Una nevera humana

Una nevera humana

Durante sus años de  mocedad mi padre conoció a una laboriosa costurera, que se caracterizaba por una calma que sacaba de quicio a sus parientes y relacionados, por lo cual le fue aplicado el mote de doña nevera.

Convivía  con un hombre faldero, y cuando alguien intentaba ponerla al día sobre los brincos donjuanescos de su cónyuge, lo paraba en seco, sobre todo si quien lo hacía era una mujer casada.

– Hey, un momento, que lo mismo que me puedes contar sobre mi compañero, lo puedo hacer sobre el tuyo; porque todos los machos de este país, desde que tienen oportunidad de levantarse una hembra, la aprovechan. Además, como no ando averiguando lo que hace en la calle aquel con quien comparto la cama, vivo tranquila, quitada de bulla, sin sobresaltos; por eso como bien, y duermo mejor.

Contaba la gente que un día sorprendió a su concubino en una tienda de tejidos, acompañado de una joven de rostro hermoso, y anatomía portadora de curvas.

Sin inmutarse, saludó a la muchacha con una palmada en la espalda, y volviéndose hacia el,  le dijo:

– Ponle un zipper al bolsillo donde portas la cartera, porque cuando una jovencita le hace caso a un hombre que le lleva muchos años, es con la intención de que le endulce la vida con azúcar de billete de banco.

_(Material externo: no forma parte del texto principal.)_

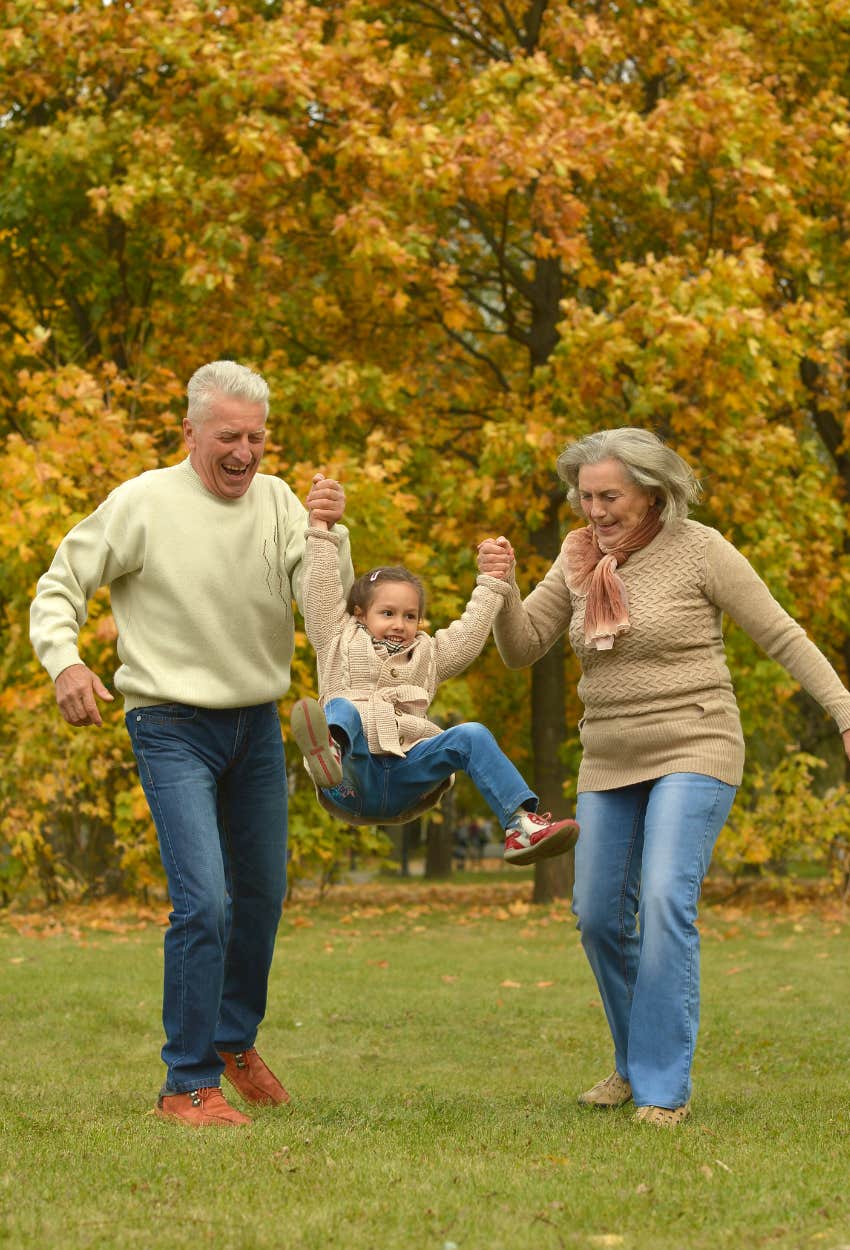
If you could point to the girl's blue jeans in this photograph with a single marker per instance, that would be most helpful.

-Cuando afectado por una grave enfermedad, y después de ser internado en un hospital público, el mujeriego falleció, la mujer recibió la noticia cuando estaba enfrascada en la confección de un vestido.

 La portadora de la infausta nueva fue una hermana del occiso, quien luego repetía las palabras con la cual su cuñada la acogió.

 -Si me hubiera echado encima los sufrimientos que en otras mujeres generan los cuernos de sus compañeros- habría dicho la supraserena dama-  me hubiera ido hacia el otro mundo primero que él. Pero como nada me sorprende ni me altera, y tengo que seguir viviendo y comiendo, terminaré el vestido que estoy cosiendo, antes de iniciar las diligencias del entierro de ese sinvergüenza; porque ya el muerto no me necesita, pero sí la dueña del vestido.

Y uniendo la acción a las palabras, continuó aplicando puntadas a la tela.